Evidence suggests that there is a bidirectional relationship between tau aggregation and inflammation in the aging brain. Both occur in all brains, and when present to a greater degree contribute to the neurodegenerative conditions termed tauopathies. The most well known of these is Alzheimer's disease, in which tau aggregates and their surrounding toxic biochemistry cause the widespread cell death and severe symptoms that characterize the final stages of the condition.
Various studies individually support each of the two directions of the relationship between tau and inflammation. Removing senescent cells from the brain dampens inflammatory signaling, and thereby reduces tau pathology, for example. Here, researchers demonstrate a mechanism by which tau aggregation encourages transposable element activity that in turn provokes an inflammatory response. We might view the later stages of many neurodegenerative conditions as runaway feedback loops in which inflammation produces consequences that encourage further inflammation.
Deposition of tau protein aggregates in the brain of affected individuals is a defining feature of "tauopathies," including Alzheimer's disease. Studies of human brain tissue and various model systems of tauopathy report that toxic forms of tau negatively affect nuclear and genomic architecture, identifying pathogenic tau-induced heterochromatin decondensation and consequent retrotransposon activation as a causal mediator of neurodegeneration. On the basis of their similarity to retroviruses, retrotransposons drive neuroinflammation via toxic intermediates, including double-stranded RNA (dsRNA).

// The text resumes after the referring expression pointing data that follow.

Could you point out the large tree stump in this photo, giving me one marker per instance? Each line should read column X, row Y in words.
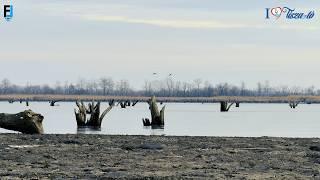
column 157, row 117
column 26, row 122
column 93, row 110
column 224, row 107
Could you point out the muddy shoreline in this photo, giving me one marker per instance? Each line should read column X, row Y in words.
column 105, row 156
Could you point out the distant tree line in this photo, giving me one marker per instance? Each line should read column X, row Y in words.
column 166, row 87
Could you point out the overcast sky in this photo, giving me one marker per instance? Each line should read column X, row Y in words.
column 220, row 41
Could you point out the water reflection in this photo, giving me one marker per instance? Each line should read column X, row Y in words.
column 88, row 130
column 185, row 119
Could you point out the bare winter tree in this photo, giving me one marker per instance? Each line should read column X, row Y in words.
column 106, row 85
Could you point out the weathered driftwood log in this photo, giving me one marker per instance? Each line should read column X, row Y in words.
column 52, row 103
column 134, row 103
column 157, row 117
column 111, row 103
column 224, row 107
column 146, row 122
column 93, row 110
column 26, row 122
column 123, row 105
column 293, row 104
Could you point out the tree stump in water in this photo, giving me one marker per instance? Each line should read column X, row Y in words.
column 93, row 109
column 26, row 122
column 293, row 104
column 224, row 107
column 157, row 118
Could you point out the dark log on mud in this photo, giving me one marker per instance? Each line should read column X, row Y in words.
column 224, row 107
column 93, row 110
column 26, row 122
column 157, row 117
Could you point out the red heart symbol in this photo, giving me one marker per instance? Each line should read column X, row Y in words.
column 277, row 11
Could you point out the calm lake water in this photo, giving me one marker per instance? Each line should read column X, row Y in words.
column 186, row 119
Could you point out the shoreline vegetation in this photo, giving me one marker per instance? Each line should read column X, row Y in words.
column 215, row 99
column 52, row 156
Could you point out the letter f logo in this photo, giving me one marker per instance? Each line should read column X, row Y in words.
column 8, row 12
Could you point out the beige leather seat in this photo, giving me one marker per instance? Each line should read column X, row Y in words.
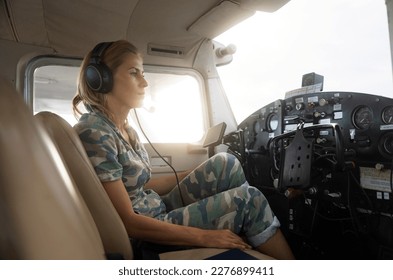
column 42, row 215
column 109, row 224
column 112, row 231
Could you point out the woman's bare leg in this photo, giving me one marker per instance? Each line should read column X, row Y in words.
column 277, row 247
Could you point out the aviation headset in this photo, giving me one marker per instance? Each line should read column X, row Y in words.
column 98, row 75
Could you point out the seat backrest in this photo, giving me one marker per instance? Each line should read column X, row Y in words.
column 109, row 224
column 42, row 214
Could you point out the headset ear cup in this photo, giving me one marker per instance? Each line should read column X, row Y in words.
column 98, row 75
column 99, row 78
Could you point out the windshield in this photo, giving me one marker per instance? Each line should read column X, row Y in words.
column 345, row 41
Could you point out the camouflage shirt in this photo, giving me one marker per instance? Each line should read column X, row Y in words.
column 113, row 158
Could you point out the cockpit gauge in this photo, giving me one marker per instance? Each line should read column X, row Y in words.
column 387, row 115
column 272, row 122
column 362, row 117
column 257, row 127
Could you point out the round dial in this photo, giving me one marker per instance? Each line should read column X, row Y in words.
column 272, row 122
column 387, row 115
column 257, row 127
column 362, row 117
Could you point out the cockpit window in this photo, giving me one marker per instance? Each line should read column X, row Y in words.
column 172, row 112
column 347, row 42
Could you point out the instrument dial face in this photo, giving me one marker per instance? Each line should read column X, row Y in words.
column 272, row 122
column 257, row 127
column 387, row 115
column 362, row 117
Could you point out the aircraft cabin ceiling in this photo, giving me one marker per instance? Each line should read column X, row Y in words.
column 157, row 27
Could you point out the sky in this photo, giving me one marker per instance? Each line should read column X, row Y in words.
column 346, row 41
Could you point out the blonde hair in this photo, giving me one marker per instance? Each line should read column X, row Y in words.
column 113, row 57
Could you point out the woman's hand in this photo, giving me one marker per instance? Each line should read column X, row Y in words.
column 224, row 239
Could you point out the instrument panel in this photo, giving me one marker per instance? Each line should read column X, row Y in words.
column 334, row 199
column 366, row 121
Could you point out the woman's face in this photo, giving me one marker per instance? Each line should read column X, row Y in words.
column 129, row 84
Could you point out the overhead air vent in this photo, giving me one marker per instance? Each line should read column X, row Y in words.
column 160, row 50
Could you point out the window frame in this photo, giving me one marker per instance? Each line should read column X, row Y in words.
column 50, row 60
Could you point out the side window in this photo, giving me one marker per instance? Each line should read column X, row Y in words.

We find that dsRNA and dsRNA sensing machinery are elevated in astrocytes of postmortem brain tissue from patients with Alzheimer's disease and progressive supranuclear palsy and in brains of tau transgenic mice. Using a Drosophila model of tauopathy, we identify specific tau-induced retrotransposons that form dsRNA and find that pathogenic tau and heterochromatin decondensation causally drive dsRNA-mediated neurodegeneration and neuroinflammation. Our study suggests that pathogenic tau-induced heterochromatin decondensation and retrotransposon activation cause elevation of inflammatory, transposable element-derived dsRNA in the adult brain.